Use the NSCC Student Dataset for the Questions 5-8.
Construct a 95% confidence interval of the true proportion of all NSCC students that are registered voters.
# sample data
table(nscc_data$VoterReg)
##
## No Yes
## 9 31
# calculate p_Hat
p_Hat <- 31/40
q_Hat <- 1-p_Hat
SE <- sqrt(p_Hat*q_Hat)/40
# Lower Bound of CI
p_Hat - 1.96*SE
## [1] 0.7545385
# Upper Bound of CI
p_Hat + 1.96*SE
## [1] 0.7954615
The 95% confidence interval for the proportion of NSCC students identifying as voters is between 75.4% and 79.5% ## Question 6 Construct a 95% confidence interval of the average height of all NSCC students.
# Sample data
mn<- mean(nscc_data$Height,na.rm =TRUE)
std <- sd(nscc_data$Height,na.rm =TRUE)
# Find the sample size
table(is.na(nscc_data$Height))
##
## FALSE TRUE
## 39 1
# Find the 95%, critical value for df = 38
t <-abs(qt(p = 0.025 ,df = 38 ))
# margen of error
E = t *(std/sqrt(39))
# Find lower bound interval
mn - E
## [1] 61.08699
# Find upper bound interval
mn + E
## [1] 67.96173
We are 95% confident that the average heigth of all NSCC students is between 61.087 and 67.962 iches. ## Question 7 Starbucks is considering opening a coffee shop on NSCC Danvers campus if they believe that more NSCC students drink coffee than the national proportion. A Gallup poll in 2015 found that 64% of all Americans drink coffee. Conduct a hypothesis test to determine if more NSCC students drink coffee than other Americans.

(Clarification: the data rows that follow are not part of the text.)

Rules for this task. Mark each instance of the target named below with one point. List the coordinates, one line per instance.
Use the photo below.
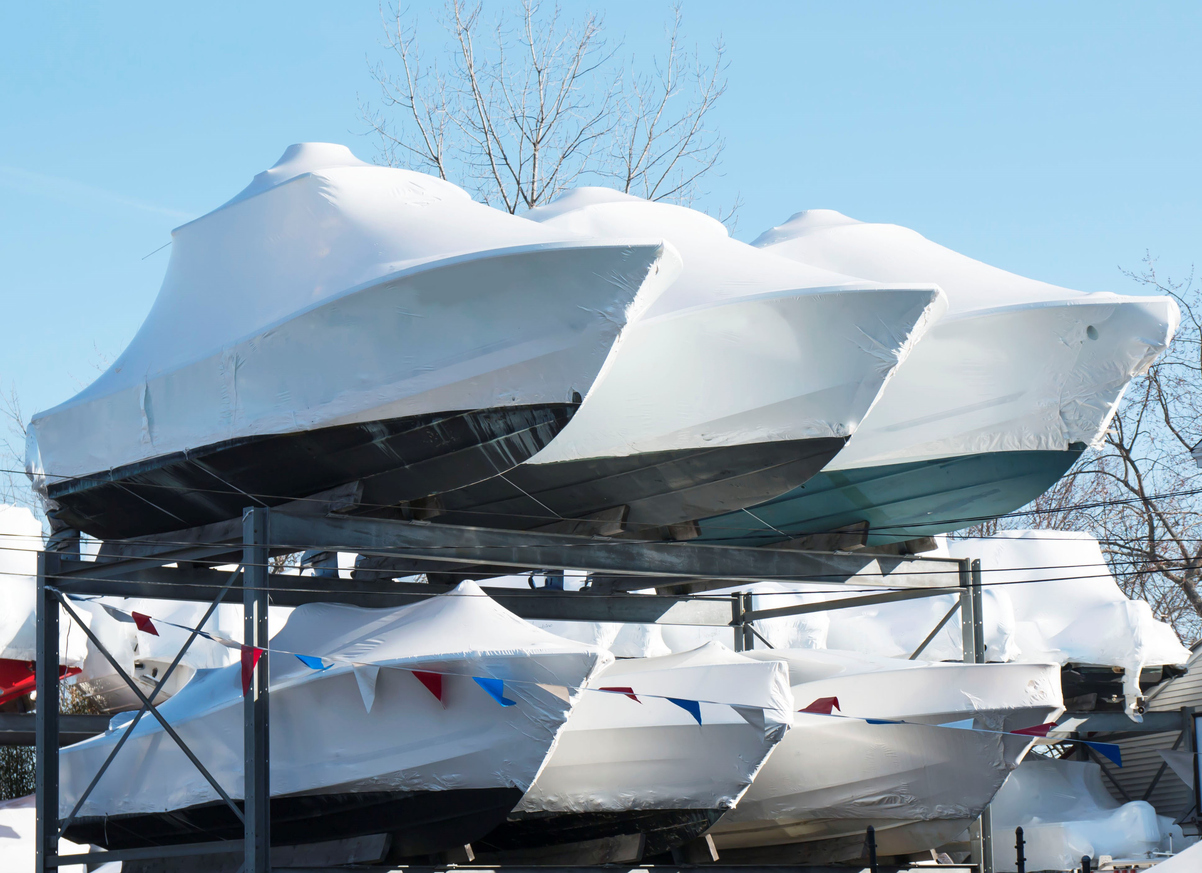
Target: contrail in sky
(70, 190)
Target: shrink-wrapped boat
(427, 722)
(339, 325)
(987, 413)
(738, 382)
(664, 750)
(890, 760)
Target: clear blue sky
(1058, 141)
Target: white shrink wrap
(917, 783)
(745, 346)
(21, 539)
(1066, 813)
(355, 736)
(333, 294)
(1048, 597)
(1016, 364)
(672, 744)
(619, 754)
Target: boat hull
(832, 778)
(420, 823)
(491, 350)
(394, 461)
(664, 829)
(899, 502)
(649, 490)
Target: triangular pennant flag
(560, 692)
(118, 615)
(624, 690)
(753, 716)
(495, 689)
(690, 706)
(250, 655)
(964, 724)
(144, 624)
(1108, 749)
(1040, 730)
(822, 706)
(366, 675)
(314, 663)
(433, 683)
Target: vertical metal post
(46, 841)
(737, 619)
(1191, 731)
(748, 635)
(987, 841)
(968, 613)
(979, 648)
(257, 835)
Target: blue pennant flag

a.) Write hypotheses and determine tails of the test
\(H_0: p_1 = 0.64\)
\(H_A: p_1 > 0.64\)
b.) Calculate sample statistics
# Find sample proportion of 2015 NSCC students drink coffee.
table(nscc_data$Coffee)
##
## No Yes
## 10 30
# calculate SE
phat <- 30/40
qhat <- 1- phat
se <- sqrt((0.64*.36)/40)
Testst= (0.75-.64)/se
c.) Determine probability of getting sample data by chance and use that to reject Ho or fail to reject Ho
# calculate p-value.
1-pnorm(Testst)
## [1] 0.07361613
The p-value is 0.0736.The p-value is grether than 0.05, we fail to reject the H-0
Conclusion,
Due to this data, we do not have enough evidence to support that the NSCC students drink more coffee than other American students.